So what I'm trying to do is create a 3D grid in python that can be used to interpolate some data I will be given at each of the points on the grid. What I want is to be able to have one 3D array that I can use to pick any point on the grid. For example if I wanted to pick the point along the 3rd row of x, the 2nd row of y and the 1st row of z I would do points[0, 1, 2]
.
I've started with this:
X, Y, Z = np.arange(-0.75, 0.751, 0.5), np.arange(-0.75, 0.751, 0.5), np.arange(-0.75, 0.751, 0.5)

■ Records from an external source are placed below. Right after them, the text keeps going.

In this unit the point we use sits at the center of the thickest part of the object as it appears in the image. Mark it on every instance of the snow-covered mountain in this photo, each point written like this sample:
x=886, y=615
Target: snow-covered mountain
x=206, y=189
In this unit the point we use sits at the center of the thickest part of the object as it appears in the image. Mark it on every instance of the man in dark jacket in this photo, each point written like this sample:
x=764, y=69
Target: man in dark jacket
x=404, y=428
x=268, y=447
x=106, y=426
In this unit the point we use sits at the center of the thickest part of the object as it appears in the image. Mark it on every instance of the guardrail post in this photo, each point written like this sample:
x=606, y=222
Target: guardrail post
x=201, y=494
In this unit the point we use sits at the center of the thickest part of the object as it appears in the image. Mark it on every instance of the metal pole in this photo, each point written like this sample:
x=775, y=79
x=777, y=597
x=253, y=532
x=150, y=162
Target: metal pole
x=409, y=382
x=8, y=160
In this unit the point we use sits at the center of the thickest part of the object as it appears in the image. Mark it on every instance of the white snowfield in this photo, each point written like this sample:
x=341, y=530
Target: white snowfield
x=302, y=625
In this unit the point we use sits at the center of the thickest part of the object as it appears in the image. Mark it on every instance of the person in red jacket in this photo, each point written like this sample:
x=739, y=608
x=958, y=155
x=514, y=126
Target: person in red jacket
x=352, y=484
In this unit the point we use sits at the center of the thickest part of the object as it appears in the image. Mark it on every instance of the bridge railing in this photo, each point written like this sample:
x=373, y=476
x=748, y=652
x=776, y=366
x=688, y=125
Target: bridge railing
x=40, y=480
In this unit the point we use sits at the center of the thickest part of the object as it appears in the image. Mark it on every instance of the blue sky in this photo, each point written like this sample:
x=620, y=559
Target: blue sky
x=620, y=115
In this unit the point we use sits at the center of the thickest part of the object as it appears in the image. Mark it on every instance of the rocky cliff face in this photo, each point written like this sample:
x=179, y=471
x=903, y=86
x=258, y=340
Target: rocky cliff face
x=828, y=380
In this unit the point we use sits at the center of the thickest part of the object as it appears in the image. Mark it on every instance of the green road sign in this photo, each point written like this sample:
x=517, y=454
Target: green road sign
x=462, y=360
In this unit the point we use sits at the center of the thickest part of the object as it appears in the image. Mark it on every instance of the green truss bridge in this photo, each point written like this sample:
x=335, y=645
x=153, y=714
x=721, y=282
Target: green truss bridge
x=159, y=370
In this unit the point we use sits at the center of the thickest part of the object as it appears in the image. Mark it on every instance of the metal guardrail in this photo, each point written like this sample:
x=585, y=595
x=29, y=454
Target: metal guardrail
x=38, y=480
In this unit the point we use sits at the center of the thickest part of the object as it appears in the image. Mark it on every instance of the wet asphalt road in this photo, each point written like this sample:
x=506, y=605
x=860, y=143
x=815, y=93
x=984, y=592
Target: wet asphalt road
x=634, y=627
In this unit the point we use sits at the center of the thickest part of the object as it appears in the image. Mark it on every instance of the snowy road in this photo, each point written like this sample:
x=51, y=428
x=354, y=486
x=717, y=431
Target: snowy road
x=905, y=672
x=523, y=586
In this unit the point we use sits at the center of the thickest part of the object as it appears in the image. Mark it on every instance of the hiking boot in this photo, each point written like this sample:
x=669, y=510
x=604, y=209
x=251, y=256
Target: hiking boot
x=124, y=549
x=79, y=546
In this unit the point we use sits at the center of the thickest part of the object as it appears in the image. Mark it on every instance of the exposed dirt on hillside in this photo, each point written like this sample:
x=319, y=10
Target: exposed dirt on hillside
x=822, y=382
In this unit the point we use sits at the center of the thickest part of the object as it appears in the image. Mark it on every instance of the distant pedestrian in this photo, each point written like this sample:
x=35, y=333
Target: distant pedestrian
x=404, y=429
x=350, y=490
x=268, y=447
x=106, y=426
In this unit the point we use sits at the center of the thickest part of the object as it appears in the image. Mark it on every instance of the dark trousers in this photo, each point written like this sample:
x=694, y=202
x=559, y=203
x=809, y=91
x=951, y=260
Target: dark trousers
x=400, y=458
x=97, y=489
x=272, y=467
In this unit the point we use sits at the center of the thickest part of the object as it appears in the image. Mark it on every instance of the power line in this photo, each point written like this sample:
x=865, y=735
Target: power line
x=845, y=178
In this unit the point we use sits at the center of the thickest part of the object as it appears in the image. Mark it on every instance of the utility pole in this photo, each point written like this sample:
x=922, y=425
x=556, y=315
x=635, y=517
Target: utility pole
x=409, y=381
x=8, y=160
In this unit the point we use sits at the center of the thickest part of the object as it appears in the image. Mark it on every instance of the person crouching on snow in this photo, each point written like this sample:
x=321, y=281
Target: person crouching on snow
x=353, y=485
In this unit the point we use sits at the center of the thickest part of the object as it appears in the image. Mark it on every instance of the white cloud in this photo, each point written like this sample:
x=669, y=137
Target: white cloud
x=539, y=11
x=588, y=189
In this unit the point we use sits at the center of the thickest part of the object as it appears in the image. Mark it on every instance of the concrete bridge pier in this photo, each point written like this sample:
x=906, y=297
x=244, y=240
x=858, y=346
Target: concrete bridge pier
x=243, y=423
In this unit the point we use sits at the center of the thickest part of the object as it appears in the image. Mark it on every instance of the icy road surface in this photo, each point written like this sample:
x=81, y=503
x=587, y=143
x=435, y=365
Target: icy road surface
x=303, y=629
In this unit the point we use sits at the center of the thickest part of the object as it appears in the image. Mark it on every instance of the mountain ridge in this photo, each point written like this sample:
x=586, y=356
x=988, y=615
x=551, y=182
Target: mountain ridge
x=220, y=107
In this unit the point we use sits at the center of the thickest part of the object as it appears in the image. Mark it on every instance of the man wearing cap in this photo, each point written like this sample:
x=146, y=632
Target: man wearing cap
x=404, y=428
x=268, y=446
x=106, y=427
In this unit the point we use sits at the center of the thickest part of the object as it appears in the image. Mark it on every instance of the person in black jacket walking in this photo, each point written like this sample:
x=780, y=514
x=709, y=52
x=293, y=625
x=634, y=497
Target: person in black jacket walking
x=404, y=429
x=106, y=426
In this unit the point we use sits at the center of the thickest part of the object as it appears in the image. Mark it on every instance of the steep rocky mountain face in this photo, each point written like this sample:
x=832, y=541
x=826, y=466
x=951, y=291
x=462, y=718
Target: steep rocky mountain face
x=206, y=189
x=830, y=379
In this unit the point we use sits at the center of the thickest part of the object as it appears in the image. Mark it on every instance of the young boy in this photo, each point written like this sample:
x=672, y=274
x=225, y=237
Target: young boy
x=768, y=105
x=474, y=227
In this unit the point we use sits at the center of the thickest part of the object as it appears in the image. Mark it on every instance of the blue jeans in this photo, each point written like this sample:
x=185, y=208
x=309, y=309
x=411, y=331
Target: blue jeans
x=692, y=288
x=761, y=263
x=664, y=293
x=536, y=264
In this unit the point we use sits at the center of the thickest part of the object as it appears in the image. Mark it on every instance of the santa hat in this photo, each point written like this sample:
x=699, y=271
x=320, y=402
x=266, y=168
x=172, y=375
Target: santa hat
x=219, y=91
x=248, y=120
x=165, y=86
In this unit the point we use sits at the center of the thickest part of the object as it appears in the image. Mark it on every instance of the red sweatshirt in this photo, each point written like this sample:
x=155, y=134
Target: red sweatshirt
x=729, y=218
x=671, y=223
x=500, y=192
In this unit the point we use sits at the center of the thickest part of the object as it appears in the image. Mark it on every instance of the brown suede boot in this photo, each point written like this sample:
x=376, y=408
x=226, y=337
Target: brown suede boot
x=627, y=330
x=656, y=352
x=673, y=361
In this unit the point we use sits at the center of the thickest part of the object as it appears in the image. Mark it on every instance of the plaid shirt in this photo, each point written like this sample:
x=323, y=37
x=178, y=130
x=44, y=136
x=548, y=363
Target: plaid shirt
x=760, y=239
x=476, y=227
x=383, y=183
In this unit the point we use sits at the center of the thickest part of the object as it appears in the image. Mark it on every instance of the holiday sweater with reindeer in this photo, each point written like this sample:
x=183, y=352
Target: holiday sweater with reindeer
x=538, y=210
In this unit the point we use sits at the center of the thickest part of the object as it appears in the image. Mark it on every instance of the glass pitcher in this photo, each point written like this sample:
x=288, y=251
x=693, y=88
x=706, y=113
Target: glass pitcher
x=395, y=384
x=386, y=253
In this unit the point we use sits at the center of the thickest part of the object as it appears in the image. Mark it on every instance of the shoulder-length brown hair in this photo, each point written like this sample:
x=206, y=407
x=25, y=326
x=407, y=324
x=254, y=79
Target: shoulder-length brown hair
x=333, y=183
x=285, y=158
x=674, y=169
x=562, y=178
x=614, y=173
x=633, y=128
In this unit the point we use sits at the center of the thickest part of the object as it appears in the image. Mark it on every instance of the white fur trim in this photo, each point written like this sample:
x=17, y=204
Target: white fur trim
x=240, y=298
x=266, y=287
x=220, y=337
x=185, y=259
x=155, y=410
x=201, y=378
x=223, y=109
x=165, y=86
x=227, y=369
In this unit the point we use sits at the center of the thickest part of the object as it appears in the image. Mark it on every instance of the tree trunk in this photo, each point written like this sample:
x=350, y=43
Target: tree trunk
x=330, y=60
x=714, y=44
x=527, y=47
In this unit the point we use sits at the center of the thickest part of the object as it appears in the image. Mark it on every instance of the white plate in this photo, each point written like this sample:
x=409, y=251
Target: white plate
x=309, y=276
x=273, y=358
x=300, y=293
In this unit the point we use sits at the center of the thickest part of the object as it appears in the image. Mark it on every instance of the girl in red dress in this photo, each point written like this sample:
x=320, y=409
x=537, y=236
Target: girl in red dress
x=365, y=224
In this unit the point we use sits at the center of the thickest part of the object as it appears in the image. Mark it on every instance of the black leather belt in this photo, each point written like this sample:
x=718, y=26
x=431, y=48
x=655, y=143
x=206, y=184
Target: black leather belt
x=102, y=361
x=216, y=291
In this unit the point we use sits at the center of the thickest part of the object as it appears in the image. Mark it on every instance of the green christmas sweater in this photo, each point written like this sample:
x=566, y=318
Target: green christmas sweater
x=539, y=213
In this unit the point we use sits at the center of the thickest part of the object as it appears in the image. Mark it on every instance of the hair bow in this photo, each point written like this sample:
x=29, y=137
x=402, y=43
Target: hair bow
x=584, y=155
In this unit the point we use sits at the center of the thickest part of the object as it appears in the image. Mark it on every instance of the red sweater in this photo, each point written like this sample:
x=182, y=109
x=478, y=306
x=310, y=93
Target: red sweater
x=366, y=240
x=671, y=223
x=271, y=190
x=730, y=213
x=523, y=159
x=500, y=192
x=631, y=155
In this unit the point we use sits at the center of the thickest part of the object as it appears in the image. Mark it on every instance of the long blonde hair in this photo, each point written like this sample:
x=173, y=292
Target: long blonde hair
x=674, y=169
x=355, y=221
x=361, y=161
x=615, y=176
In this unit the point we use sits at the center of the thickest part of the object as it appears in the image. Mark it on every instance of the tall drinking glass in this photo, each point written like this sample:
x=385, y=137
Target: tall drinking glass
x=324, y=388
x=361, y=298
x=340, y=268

Giving me what possible values of x,y and za point can have. The grid I will be required to make will have equally spaced points. I would preferably like to keep everything in numpy.
You can use np.meshgrid
along with np.arange
:
r = np.arange(-0.75, 0.751, 0.5)
X, Y, Z = np.meshgrid(r, r, r)
This will be fine for a small number of elements, but generally you may prefer to use np.linspace
to minimize total roundoff error across the span:
r = np.linspace(-0.75, 0.75, 4)
You can achieve a similar result by coding the grid "manually" with np.indices
:
scale = [0.5, 0.5, 0.5]
offset = [-0.75, -0.75, -0.75]
np.indices((4, 4, 4), dtype=float) * scale + offset
The order of the arrays will be different than with meshgrid
. I generally prefer the output of indices
because of this, and because the arrays are stacked rather than returned as a tuple.